Corbyn's new policies challenge that in two modest, but important ways. First, any company that didn't pay its employees a living wage would be prohibited from dispersing payments to its shareholders in the form of dividends. A company that relies on a workforce that isn't paid enough to live on is effectively relying on a state subsidy, because those employees will inevitably end up bridging their economic gap through welfare programs of some kind (Walmart is a poster child for this practice, as is McDonald's — whose HR department offers advice to employees on how to sign on for benefits to keep from starving while working in its restaurants).
Corbyn's no-dividends policy effectively bans companies from declaring a profit that is attained through a direct public subsidy to its workforce. If you can't afford to pay your workers enough to live on, you can't afford to pay dividends.

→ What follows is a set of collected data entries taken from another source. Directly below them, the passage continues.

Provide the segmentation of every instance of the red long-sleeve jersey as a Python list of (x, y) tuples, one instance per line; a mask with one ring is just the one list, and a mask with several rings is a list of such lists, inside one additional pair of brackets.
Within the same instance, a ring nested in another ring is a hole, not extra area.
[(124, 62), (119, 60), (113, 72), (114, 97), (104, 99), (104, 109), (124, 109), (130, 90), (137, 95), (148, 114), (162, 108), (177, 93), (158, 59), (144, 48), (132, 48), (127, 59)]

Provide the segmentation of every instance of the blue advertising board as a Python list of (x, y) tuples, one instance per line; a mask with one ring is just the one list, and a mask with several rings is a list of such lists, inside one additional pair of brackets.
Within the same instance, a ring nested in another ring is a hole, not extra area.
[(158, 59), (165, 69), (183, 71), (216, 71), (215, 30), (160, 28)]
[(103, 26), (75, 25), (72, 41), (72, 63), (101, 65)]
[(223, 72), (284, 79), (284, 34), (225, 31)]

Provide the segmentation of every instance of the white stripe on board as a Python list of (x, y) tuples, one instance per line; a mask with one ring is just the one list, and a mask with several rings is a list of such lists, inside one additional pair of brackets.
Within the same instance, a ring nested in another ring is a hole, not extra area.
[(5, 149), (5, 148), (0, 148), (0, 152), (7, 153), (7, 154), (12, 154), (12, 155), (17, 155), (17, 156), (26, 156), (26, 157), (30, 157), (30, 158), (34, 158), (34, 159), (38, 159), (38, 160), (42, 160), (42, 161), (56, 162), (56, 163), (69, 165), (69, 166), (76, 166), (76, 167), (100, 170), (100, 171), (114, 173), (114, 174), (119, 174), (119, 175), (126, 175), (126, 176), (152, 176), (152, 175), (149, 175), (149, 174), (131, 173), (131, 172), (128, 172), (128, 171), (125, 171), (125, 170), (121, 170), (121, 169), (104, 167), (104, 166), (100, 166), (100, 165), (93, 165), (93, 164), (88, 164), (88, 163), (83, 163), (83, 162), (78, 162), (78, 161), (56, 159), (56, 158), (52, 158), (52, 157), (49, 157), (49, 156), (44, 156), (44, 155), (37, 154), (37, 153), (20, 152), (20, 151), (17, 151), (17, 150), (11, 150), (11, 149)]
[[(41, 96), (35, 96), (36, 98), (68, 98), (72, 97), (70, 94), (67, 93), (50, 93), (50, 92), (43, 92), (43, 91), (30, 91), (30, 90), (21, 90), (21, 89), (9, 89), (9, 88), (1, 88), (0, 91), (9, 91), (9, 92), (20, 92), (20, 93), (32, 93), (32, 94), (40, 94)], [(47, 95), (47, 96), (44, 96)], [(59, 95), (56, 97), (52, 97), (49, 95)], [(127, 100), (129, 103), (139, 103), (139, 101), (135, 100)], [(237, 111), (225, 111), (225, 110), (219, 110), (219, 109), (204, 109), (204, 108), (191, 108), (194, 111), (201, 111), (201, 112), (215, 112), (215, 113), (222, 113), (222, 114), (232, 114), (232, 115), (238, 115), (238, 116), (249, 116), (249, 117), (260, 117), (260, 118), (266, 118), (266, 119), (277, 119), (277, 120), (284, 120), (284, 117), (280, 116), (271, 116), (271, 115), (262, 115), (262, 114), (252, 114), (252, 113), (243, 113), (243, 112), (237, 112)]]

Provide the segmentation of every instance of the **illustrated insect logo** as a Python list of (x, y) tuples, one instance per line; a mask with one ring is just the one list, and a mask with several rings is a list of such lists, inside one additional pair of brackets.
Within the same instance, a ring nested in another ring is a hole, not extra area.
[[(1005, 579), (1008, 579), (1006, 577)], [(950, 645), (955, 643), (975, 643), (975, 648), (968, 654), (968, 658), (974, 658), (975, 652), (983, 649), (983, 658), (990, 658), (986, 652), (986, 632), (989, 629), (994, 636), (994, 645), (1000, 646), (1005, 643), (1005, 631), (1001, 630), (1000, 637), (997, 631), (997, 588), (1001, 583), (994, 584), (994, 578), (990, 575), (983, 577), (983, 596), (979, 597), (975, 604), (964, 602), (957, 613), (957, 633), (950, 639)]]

In addition, Corbyn has proposed a cap on the multiple between a limited liability company's highest-paid, and average-paid employees. The UK has the second-most unequal economy in the G7 (after the USA). In 1998, the gap between the CEO's pay and the average wage in the FTSE 100 was 47:1; today it is 150:1.
Companies would not have to obey these regulations, of course, if they opted not to form as limited liability firms. Their owners could simply assume all the risk for their commercial activity, without the public subsidy of limited liability, and run their companies as they please. But under Corbyn's proposal, companies that wanted the state to give them the privilege of limited liability would bear the responsibility of paying living wages and helping to fight income inequality.
“Another proposal would be to bar or restrict companies from distributing dividends until they pay all their workers the living wage. Only profitable employers will be paying dividends, if they depend on cheap labour for those profits then I think there is a question over whether that is a business model to which we should be turning a blind eye.”